Un musée allemand conserve les restes d'Africains massacrés lors de ce qu'on qualifie de premier génocide du XXe siècle. La nouvelle, ébruitée récemment par un journaliste, fait scandale. D'autant plus que les crânes ont jadis été utilisés pour démontrer la supériorité de la «race» allemande.

Le musée de la Charité met en scène plusieurs restes humains réunis au fil des décennies au nom de la science: un foie malade baignant dans le formol, un coeur blanchâtre, des foetus difformes ou encore une main tordue par une anomalie osseuse.

 

Bien que les visiteurs la contemplent avec fascination et dégoût, la collection de l'institution, rattachée à un important hôpital de Berlin, ne comporte rien a priori qui puisse faire scandale.

Les dirigeants du musée ont néanmoins été entraînés dans une tempête médiatique d'envergure récemment après qu'un reportage eut révélé qu'ils conservaient, loin des regards, des milliers de crânes et de squelettes parmi lesquels se trouvent les restes de plusieurs Hereros.

De 1904 à 1907, l'armée allemande a massacré des dizaines de milliers de membres de ce peuple africain dans la colonie du Sud-Ouest aujourd'hui devenue la Namibie. Nombre d'historiens spécialisés décrivent l'hécatombe comme «le premier génocide» du XXe siècle.

Cet aspect du passé du pays est très peu connu de la population, souligne le journaliste Markus Frenzel, qui a ébruité l'affaire des crânes avec l'aide d'un étudiant qui lui a permis d'accéder aux réserves du musée de la Charité et d'un autre établissement.

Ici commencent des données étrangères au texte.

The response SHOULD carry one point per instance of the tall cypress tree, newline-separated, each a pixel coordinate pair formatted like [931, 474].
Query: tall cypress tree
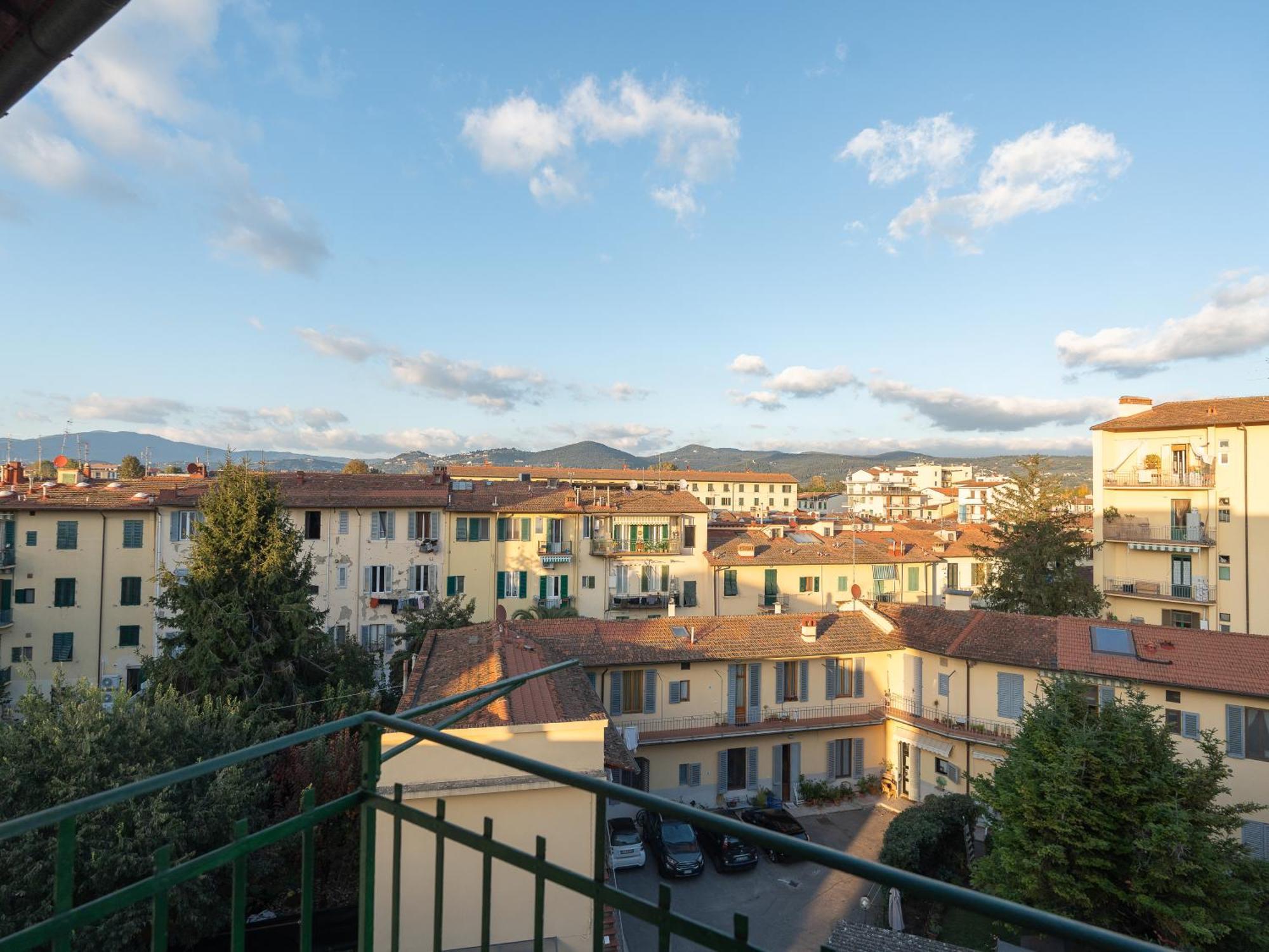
[1037, 549]
[244, 617]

«L'histoire officielle fait très peu de cas de cette période de notre histoire. Lorsque j'étais au lycée, l'Holocauste prenait une place énorme dans les cours, mais je pense que nous n'avons même pas passé une heure, peut-être pas même 20 minutes, sur la période coloniale», souligne M. Frenzel.

La polémique liée à ces crânes, explique-t-il, a été exacerbée par le fait que des chercheurs allemands les faisaient venir au pays, à l'époque, pour procéder à des analyses morphologiques censées démontrer la supériorité de la «race» allemande. Les nazis multiplieront ensuite ad nauseam les analyses de ce type dans un but similaire.

Bien que le musée de la Charité fasse valoir que le fondateur de la collection n'était aucunement intéressé par une telle hiérarchisation, il ne fait guère de doute dans l'esprit de l'historien allemand Joachim Zeller que c'était le cas puisque le darwinisme social était très en vogue dans les pays coloniaux.

«Les chercheurs de l'époque avaient cette idée fixe (de suprématie raciale) qu'ils cherchaient à prouver», explique le spécialiste, qui a consacré des dizaines d'années de recherche au génocide.

Dans un ouvrage qu'il a fait paraître à ce sujet, on peut voir sur une illustration des soldats en train de mettre dans une caisse des crânes de Hereros pour les expédier à Berlin.

Certains d'entre eux, précise M. Zeller, étaient obtenus après que des Hereros eurent été forcés de les évider avec des pièces de verre.

Cette cruauté, souligne l'historien, reflète l'attitude de l'officier allemand Lothar von Trotha, chargé de mater la rébellion des Hereros et d'un autre groupe ethnique, les Namas, qui protestaient contre la confiscation de leurs terres, les abus physiques et l'esclavage.

Plusieurs milliers de Hereros ont péri dans le désert après avoir réussi à échapper aux soldats. «La soif et la faim étaient l'arme de prédilection pour les tuer», souligne l'historien. Les autres ont été regroupés dans des camps de concentration où ils étaient fichés et mis à la disposition d'entreprises allemandes.

«Nous aussi avons été décimés par les Allemands. Tout a commencé en Namibie!» commente Israel Kaunatjike, qui dresse un parallèle entre le sort des Hereros et celui des Juifs victimes de l'Holocauste.

Pour cet Herero de 62 ans, qui vit à Berlin depuis 30 ans, la question du génocide demeure une plaie ouverte. Le gouvernement allemand, déplore-t-il, refuse de présenter des excuses formelles par crainte d'être appelé à verser une compensation pécuniaire. Et le gouvernement namibien se garde de trop hausser le ton de crainte que Berlin ne diminue son aide au développement.

Le fait que des institutions allemandes conservent des crânes de Hereros ajoute l'injure à l'affront, juge M. Kaunatjike, qui, à l'instar de la Namibie, réclame leur restitution. «J'ai l'impression que ce sont mes compatriotes et qu'ils doivent être renvoyés au pays pour être enterrés avec respect. Leurs restes ne devraient pas être conservés dans des sous-sols», conclut-il.

Le musée de la Charité envisage désormais cette possibilité.